Looking toward 2024, the risks of silence only grow. The “Trump lane” to the party’s presidential nomination will be congested, especially if Trump is still in it. Just as Democrats almost blew their 2020 prospects by endlessly rehashing “Russian collusion,” we could do the same by relitigating “the steal” merely to gratify Trump’s fantasy. While a crowded race to be Trump’s heir would free up lanes for those who do not seek that role, such lanes might disappear if the “stolen election” becomes dogma. It is far easier to avoid this calamity by speaking now, rather than waiting until minds and memories are hardened by unrefuted Trump logorrhea.
Preparing the battlefield for 2024 will largely unfold through Republican responses to Biden’s priorities. We will see no lack of enthusiasm for the opposition party’s most important duty: opposition. The issue is whether we proceed in Trump mode, further undermining the integrity and legitimacy of our institutions, or whether we fight as true conservatives, attacking leftist policies without despoiling the foundations of America’s flourishing.

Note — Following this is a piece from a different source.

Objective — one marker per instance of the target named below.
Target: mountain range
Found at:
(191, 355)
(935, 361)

The Senate in particular will have a frontline role dealing with the Biden presidency through the “advice and consent” process for his nominees. Several Republican senators have already criticized those nominated for national-security positions, laying down markers that they might fight confirmation. I agree with their policy critiques, especially Biden’s likely fecklessness on China. What they have not addressed, however, is the Senate’s proper role in assessing executive branch nominees (life-tenured judicial nominees residing in a completely separate analytical framework). In a world truer to the intent of the Framers, the Senate would grant wide deference to a president’s choices, recognizing that his views control executive policies, not the views of his subordinates. The legitimate targets of opposition should be only those with grave personal failings or views beyond the range of reason.

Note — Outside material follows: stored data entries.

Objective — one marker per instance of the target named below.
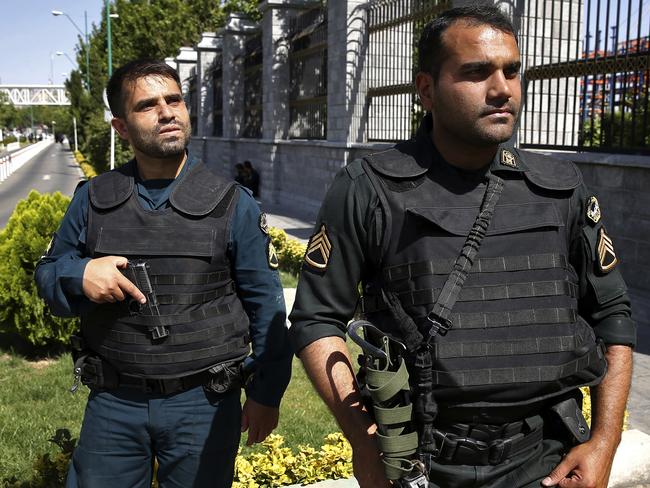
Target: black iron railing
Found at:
(217, 97)
(587, 75)
(253, 87)
(394, 27)
(308, 75)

I have some standing to raise this issue. Twice in George W. Bush’s presidency, Biden unjustifiably tried to block my nominations, first as an undersecretary of State, and later as U.S. ambassador to the U.N. My complaint, however, is constitutional, not personal. In recent years, increasing partisanship in advice-and-consent matters has risked transforming our system of separated powers into something quasi-parliamentary. So far, Biden’s nominees are not beyond the pale. Quite the contrary. He and his team instead embody Disraeli’s famous put-down of Gladstone’s front bench: “You behold a range of exhausted volcanoes. Not a flame flickers on a single pallid crest.”
Allow Biden these nominees; it will serve him right. Make their confirmations miserable, to be sure. Harry them with uncomfortable questions, exposing the weaknesses in Biden’s and their own stated policy positions and records. Once they take office, haul them back repeatedly for hearings. This would all serve the greater good. I am not so naïve to believe that reversion to the norm here will arise solely from constitutional arguments. Still, one can appeal to conservative Senators aspiring to the presidency to imagine their reactions when Democrats with blood in their eyes are rampaging against their nominees. Just a suggestion.

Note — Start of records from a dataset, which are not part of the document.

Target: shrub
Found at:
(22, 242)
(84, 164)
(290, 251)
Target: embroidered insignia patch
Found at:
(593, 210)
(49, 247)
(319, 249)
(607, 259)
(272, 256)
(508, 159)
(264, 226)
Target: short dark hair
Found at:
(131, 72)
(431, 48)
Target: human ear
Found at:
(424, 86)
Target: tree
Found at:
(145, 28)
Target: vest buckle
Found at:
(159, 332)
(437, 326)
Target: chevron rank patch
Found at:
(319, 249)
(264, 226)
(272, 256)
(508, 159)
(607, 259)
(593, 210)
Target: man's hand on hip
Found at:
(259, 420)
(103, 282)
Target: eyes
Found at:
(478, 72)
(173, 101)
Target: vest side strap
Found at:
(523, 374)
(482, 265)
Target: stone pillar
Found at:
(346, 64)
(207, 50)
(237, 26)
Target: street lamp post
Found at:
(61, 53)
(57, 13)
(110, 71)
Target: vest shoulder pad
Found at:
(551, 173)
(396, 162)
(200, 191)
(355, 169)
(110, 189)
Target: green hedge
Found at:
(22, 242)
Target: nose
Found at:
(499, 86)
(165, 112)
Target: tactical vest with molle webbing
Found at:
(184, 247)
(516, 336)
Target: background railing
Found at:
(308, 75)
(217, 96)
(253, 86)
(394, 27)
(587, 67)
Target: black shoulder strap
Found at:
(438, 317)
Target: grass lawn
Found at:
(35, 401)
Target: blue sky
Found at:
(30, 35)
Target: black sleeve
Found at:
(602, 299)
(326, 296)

With Trump thrashing around for the next four years and Biden in the White House, conservatives face a sustained two-front struggle. Nonetheless, it is entirely winnable with persistent concentration and effort. We must remind ourselves that it was always morning in Reagan’s America, and it should be in ours as well.
John Bolton served as U.N. ambassador under George W. Bush and as national security adviser from 2018 to 2019. He is the author of The Room Where It Happened: A White House Memoir.